Search code examples
haskellfilterrepa

How to filter by predicate on index in Repa


I have two Repa arrays a1 and a2 and I would like to eliminate all the elements in a2 for which the corresponding index in a1 is above a certain threshold. For example:

import qualified Data.Array.Repa as R -- for Repa
import Data.Array.Repa (Z (..), (:.)(..))


a1 = R.fromFunction (Z :. 4) $ \(Z :. x) -> [8, 15, 9, 14] ! x
a2 = R.fromFunction (Z :. 4) $ \(Z :. x) -> [0, 1, 2, 3] ! x
threshold = 10
desired = R.fromFunction (Z :. 2) $ \(Z :. x) -> [0, 2] ! x
-- 15 and 14 are above the threshold, 10

One way to do this is with selectP but I would like to avoid using this, since it computes the arrays, and I would like my arrays to remain in delayed form, if possible.
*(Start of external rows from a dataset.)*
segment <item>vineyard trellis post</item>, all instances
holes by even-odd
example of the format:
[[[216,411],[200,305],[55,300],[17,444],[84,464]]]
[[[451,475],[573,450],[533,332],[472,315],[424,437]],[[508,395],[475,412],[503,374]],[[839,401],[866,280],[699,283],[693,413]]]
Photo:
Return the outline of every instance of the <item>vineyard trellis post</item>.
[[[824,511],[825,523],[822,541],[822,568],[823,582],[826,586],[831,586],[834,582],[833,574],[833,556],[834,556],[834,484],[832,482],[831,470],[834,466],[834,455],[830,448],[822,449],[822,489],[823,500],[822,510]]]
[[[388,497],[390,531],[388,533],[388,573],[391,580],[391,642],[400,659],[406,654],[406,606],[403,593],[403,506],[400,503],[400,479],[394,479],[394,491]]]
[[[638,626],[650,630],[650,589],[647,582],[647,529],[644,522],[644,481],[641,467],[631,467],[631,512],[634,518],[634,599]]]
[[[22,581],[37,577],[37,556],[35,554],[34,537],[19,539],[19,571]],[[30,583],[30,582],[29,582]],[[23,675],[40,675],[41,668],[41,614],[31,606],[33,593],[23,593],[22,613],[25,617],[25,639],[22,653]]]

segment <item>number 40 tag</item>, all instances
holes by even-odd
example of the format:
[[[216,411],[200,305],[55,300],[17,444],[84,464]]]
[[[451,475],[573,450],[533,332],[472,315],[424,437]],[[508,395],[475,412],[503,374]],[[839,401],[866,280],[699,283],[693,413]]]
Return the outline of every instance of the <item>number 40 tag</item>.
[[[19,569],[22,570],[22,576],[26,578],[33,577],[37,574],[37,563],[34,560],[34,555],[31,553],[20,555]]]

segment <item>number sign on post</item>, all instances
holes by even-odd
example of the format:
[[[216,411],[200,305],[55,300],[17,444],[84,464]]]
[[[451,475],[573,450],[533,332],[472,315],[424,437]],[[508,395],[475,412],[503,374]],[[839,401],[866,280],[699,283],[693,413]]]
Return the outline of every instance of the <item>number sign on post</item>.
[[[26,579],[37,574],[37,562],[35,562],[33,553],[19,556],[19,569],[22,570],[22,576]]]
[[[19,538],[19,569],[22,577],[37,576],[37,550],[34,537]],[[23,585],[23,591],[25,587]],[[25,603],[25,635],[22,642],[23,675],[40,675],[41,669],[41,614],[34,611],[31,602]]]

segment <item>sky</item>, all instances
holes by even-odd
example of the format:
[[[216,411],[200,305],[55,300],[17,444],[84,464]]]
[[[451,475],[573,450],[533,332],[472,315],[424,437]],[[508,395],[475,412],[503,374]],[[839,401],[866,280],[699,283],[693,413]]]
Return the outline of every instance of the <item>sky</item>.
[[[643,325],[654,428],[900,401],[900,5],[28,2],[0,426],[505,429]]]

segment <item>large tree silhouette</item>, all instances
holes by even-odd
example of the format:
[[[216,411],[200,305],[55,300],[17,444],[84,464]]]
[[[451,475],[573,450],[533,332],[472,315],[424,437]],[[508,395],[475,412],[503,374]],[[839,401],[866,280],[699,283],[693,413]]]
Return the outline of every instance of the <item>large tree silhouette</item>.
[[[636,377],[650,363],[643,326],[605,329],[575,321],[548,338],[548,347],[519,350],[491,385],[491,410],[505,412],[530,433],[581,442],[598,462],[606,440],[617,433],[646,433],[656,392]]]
Another way is with the repa-array, but stack solver does not seem to know how to import this library with resolver nightly-2017-04-10.


Solution

  • One way to look at this issue is that, in order to create a Repa Array, you need to know the size (extent) of the Array upon creation (eg. fromFunction), but, in case of filter operation, there is no way to know the size of the resulting Array in repa without applying a thresholding predicate, essentially computing values of the resulting Array.

    Another way to look at it is, Delayed array is a simple function from an index to a value, which is fine for most operations. For filtering though, when you apply a predicate, in order to find a value at a particular index, you now need to know all values that come before that index in the resulting array, cause for any location, a value may be there, maybe not.

    vector package solves this issue elegantly with stream fusion, and repa-array, next version of Repa, which is still in experimental stage, seems to be trying to use a similar approach, except with extention to higher dimensions (I might be wrong, haven't looked too closely).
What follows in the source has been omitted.